Sophia H Admittedly, I was a bit put off by this film during the beginning five to ten minutes. At first I found the fragmented screen shots during the opening to be a clever play on the title, but when I realized that this was going to last throughout the entire movie, I seriously considered turning off the TV. "Oh great, another one of those laughable, 'uber-artsy' wannabe films." All of those flashing images and spooky voice-overs was like a sensory overload. But once I understood a little more about the characters and what was going on, I was immediately drawn to it.The Tracey Fragments is about a 15 year old girl caught in a struggle between her childhood innocence and the adult world that she will inevitably have to live in (I think everyone can relate to this at least a little bit, and that's what makes this story so interesting). Dealing with parents that don't understand her, feeling self-conscious at school and trying to understand the reality of her emotions is very confusing and overwhelming for her, which is beautifully illustrated by the disjointed, dream-like sequences that show us little pieces of her world.This isn't one of those "sit back and watch" kind of movies-- the twisted plot line and abundant symbolism requires real participation on the viewer's part. I think that's what gives this story some of its magic... you don't just observe the character, you actually get to experience her thought processes. The images can be shocking and disturbing, but it's all done with taste thanks to Ellen Page's phenomenal acting.All in all, I'm glad I suffered through the first few minutes because I came to really enjoy it in the end. I would recommend this to anyone who liked Requiem for a Dream, Thirteen, Memento, and other weirdly awesome movies.

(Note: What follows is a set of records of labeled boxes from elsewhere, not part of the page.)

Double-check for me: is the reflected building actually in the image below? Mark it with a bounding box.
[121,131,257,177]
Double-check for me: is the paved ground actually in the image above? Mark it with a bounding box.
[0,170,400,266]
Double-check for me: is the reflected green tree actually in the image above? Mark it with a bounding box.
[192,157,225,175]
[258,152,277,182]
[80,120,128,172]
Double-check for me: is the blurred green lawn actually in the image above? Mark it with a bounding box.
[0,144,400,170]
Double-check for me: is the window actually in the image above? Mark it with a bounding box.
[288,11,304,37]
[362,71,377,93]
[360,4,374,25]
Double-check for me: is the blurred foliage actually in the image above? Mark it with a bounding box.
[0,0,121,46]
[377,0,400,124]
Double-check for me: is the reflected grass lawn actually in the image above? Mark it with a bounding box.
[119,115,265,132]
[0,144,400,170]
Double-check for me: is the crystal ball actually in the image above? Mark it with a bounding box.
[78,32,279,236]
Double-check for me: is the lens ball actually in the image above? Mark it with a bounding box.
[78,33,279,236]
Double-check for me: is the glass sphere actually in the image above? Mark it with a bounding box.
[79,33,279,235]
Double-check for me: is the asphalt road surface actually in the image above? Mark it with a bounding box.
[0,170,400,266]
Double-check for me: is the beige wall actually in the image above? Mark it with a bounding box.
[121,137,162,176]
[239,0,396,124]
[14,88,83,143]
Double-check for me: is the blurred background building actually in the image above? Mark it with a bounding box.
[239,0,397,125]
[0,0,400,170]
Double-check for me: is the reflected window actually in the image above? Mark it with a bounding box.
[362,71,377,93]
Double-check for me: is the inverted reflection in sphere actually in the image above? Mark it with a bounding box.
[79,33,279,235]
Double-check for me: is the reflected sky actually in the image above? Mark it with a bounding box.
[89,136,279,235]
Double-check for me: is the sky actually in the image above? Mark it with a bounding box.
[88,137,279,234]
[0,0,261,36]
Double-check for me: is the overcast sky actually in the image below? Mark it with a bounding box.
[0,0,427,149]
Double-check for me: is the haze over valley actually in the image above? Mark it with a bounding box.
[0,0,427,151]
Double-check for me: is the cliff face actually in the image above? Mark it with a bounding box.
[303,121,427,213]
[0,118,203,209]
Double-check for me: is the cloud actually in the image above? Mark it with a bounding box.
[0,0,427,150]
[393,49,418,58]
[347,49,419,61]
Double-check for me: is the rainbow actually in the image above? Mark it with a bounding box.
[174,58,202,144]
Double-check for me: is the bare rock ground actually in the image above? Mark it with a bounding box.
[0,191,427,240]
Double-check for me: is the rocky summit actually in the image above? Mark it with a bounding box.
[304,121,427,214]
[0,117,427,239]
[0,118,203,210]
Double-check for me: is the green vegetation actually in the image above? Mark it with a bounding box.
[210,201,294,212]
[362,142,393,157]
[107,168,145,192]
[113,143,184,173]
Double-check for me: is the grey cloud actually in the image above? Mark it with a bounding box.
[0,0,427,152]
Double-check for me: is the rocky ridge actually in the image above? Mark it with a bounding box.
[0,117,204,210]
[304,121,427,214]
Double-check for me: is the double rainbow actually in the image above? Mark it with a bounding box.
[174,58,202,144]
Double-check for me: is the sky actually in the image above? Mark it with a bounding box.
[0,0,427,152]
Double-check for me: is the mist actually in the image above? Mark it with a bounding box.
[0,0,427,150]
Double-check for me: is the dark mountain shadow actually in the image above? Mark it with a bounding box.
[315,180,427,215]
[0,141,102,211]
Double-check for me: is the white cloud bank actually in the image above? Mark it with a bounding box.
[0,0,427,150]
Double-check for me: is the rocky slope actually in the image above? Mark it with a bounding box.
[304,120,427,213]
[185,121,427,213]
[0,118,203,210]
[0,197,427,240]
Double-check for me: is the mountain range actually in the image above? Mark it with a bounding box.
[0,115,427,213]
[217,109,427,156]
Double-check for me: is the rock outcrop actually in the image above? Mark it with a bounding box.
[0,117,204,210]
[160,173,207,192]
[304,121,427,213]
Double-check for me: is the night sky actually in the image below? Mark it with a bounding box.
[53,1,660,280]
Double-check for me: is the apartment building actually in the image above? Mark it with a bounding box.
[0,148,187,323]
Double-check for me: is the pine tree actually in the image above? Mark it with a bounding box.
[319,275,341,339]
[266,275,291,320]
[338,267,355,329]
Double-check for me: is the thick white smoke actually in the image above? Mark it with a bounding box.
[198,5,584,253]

frankenbenz http://eattheblinds.blogspot.comYou can put lipstick on a pig, but it's still a pig. As of late, this phrase has been front-page headlines for all the wrong reasons, but regardless, the meaning behind it stays the same. For all intents and purposes, Bruce McDonald's The Tracey Fragments is a melodrama of After-School Special proportions, regardless of how hard the director (and his editor) try to dress it up as something more profound. Fragmented images act as multiple windows, forming an endlessly elaborate collage, peering into the dark recesses of 15 year-old Tracey Berkowitz's life and mind. This technique has been around for decades, it's origins forever tied to the annals of experimental film-making. Long before Bruce McDonald, the work of Stan Brakhage (the most prolific and famed of all experimentalists) was co-opted by music videos directors who made famous the disjointed, stylistic flourishes common to MTV in the 1980's. TTF looks and feels more like a music video than a conventional narrative film and since most kids who grew up on music videos have come of age, stylistically TTF cannot define itself as anything new.But amidst a mine field of cookie cutter Hollywood films, TTF does manage to distinguish itself as something more than the melodrama it merely is. If you can make it through the first 20-minutes you'll be rewarded, since at this point there seems to be a departure from the conventions of story telling into the hyper-personal, interior realm of a 15 year-old kid struggling with herself, her family and the unforgiving world around her. This portrayal may be framed within the plot driven melodrama, but McDonald reaches beyond plot by emphasizing the impressionistic quality of the visual collage he has painstakingly cobbled together. This is when the film becomes interesting, when the visuals take over and expand the film watching experience into something haunting and poetic. The dreariness and drab of Tracey's lower-class life transcends into something beautiful as each frame of her collage acts as a window into her soul. Ultimately, TTF's greatest asset is it's ability to effectively portray the mixed up mind of a teenager who is desperately trying to make sense of her world. We've all been there and we've all lived it, now you can relive the experience only this time, without the acne scars.